Can Atlantis make Terraform great again?

Published in

swile-engineering

9 min readSep 21, 2022

Quite early at Swile, even before our switch to Kubernetes was even a thing, the Infrastructure as Code approach has been adopted as one of our standards. It was the only way, given the scale at which Swile intended to operate, to avoid creating technical debt in the long run for our infrastructure assets. In case you didn’t pick up on that industry practice, here’s a quick refresher.

Infrastructure as Code refresher

Infrastructure as Code (IaC) is the management and provisioning of infrastructure through code instead of going through manual actions and processes. It brings in:

Version Control: Since you describe your infrastructure as lines of code, instead of clicks on web ui, that means you can commit what your infrastructure looks like on a version control system, like git.
Collaboration: Now that your infrastructure is defined in files viewable by your teams, they’ll be able to review what has been done, improve it, and iterate on it in the future.
Automation: Now that your infrastructure is defined as code, it also means that we can setup automation for it.
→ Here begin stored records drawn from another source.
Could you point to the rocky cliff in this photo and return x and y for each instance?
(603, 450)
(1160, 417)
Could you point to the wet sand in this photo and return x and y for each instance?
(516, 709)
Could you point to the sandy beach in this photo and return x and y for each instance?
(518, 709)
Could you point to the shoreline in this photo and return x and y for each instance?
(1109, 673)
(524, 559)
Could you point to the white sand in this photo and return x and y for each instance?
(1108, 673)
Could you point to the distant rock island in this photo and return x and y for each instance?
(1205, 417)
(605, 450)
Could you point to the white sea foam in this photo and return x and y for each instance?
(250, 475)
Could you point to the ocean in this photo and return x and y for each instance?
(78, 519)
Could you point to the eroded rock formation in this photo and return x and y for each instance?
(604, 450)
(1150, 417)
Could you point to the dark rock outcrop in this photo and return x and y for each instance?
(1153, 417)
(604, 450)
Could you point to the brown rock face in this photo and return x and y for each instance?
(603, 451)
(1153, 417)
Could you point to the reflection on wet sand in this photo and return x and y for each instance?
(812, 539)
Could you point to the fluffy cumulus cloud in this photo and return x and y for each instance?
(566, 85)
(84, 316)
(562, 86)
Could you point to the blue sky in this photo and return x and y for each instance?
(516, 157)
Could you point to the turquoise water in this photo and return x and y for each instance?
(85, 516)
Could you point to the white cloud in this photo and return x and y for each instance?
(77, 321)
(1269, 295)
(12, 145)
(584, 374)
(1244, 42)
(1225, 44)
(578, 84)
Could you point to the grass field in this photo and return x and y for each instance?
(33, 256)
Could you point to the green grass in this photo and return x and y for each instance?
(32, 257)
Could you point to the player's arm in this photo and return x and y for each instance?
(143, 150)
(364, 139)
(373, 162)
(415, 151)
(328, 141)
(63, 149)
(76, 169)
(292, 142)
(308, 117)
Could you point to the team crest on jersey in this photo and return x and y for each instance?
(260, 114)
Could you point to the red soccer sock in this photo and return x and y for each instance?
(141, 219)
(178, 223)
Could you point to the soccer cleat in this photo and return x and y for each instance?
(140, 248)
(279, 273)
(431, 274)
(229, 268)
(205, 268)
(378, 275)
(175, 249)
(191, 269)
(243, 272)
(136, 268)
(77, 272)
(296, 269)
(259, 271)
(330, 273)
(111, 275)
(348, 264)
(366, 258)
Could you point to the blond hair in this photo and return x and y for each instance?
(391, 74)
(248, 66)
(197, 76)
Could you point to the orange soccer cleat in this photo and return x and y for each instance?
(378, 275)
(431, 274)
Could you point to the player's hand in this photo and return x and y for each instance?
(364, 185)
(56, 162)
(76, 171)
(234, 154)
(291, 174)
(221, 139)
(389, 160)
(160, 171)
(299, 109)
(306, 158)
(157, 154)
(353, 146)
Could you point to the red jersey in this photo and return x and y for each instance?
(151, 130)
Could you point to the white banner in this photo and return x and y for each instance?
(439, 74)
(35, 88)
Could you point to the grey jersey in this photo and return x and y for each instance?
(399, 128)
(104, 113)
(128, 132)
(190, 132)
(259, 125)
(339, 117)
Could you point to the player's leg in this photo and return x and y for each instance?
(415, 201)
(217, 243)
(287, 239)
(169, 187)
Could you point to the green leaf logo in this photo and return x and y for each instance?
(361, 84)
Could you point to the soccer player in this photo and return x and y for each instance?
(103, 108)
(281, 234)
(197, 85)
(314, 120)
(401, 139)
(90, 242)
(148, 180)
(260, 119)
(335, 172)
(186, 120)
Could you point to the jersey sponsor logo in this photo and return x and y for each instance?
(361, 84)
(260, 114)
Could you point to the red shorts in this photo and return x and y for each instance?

Automation can be useful to execute your code for instance, and lower (or remove) the risk of human error in the process, but also to test your code!
Drift Control: Now that you have defined what your infrastructure should be, you can also use that code to detect, prevent and even remediate possible drift happening between what your infrastructure should be and is committed to your version control, and what your infrastructure is at a given moment.
Modularity: While this aspect isn’t inherently tied to IaC, it makes modularity and splitting of your infrastructure as repeatable and configurable pieces of code so much easier. It can considerably improve your provisioning time for an infrastructure asset, or for a service as a whole.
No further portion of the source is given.